Let $d_i=\gcd(a_1,\dots,a_i+1,\dots,a_n,N)$. First notice that $d_1,\dots,d_n$ are divisors of $N$ and they are pairwise co-prime (as $d_i|(a_i+1)$ while $d_j|a_i$ for every $j\ne i$). 
I claim that besides these two conditions the values $d_i$ can be arbitrary. That is, let $d_1,\dots,d_n$ be any pairwise co-prime divisors of $N$; then there exist $a_1, \dots, a_n$ such that $\gcd(a_1,\dots,a_i+1,\dots,a_n,N)=d_i$ and thus
$$\psi(a_1,\dots,a_n;N) = \sum_{i=1}^n \phi(d_i).$$
Let $d_0=1$. Then there exist pairwise co-prime positive integers $D_0, D_1, \dots, D_n$ such that $D_0D_1\cdots D_n=N$ and $d_i|D_i$ for every $i=0,1,\dots,n$. Namely, let $D_i = \gcd(N,d_i^\infty)=\lim_{k\to\infty}\gcd(N,d_i^k)$ for every $i=1,\dots,n$; and $D_0 = \tfrac{N}{D_1D_2\cdots D_n}$.
To enforce equalities $\gcd(a_1,\dots,a_i+1,\dots,a_n,N)=d_i$ for every $i=1,\dots,n$, it is enough to require the following congruences
$$(\star)\qquad a_i \equiv d_j - \delta_{ij} \pmod{D_j}$$
for every $j=0,1,\dots,n$ (where $\delta_{ij}$ is Kronecker's delta). Indeed, if $a_1,\dots,a_n$ satisfy congruences $(\star)$, then $\gcd(a_j,D_j)=1$ and $\gcd(a_j+1,D_j)=d_j$ for $j=1,\dots,n$; and $\gcd(a_i,D_j)=d_j$ for every $i=1,\dots,n$, $j=0,\dots,n$ and $i\ne j$. So we trivially have $\gcd(a_1,\dots,a_i+1,\dots,a_n,D_i)=d_i$ while $\gcd(a_1,\dots,a_i+1,\dots,a_n,D_j)=1$ for every $j\ne i$, which further imply that $\gcd(a_1,\dots,a_i+1,\dots,a_n,N)=d_i$ for every $i=1,\dots,n$.
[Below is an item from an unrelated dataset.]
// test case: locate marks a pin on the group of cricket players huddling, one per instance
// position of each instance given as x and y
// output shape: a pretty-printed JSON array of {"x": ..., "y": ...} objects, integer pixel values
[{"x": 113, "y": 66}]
For every fixed $i$, the congruences $(\star)$ represent a system of congruences for $a_i$ with pairwise co-prime moduli $D_0, \dots, D_n$. By Chinese Remainder Theorem, this system has a solution (i.e., value of $a_i$) modulo $D_0D_1\cdots D_n=N$. That is, there exist integers $a_1,\dots,a_n$ with $0\leq a_i<N$ that satisfy congruences $(\star)$ and thus $\gcd(a_1,\dots,a_i+1,\dots,a_n,N)=d_i$.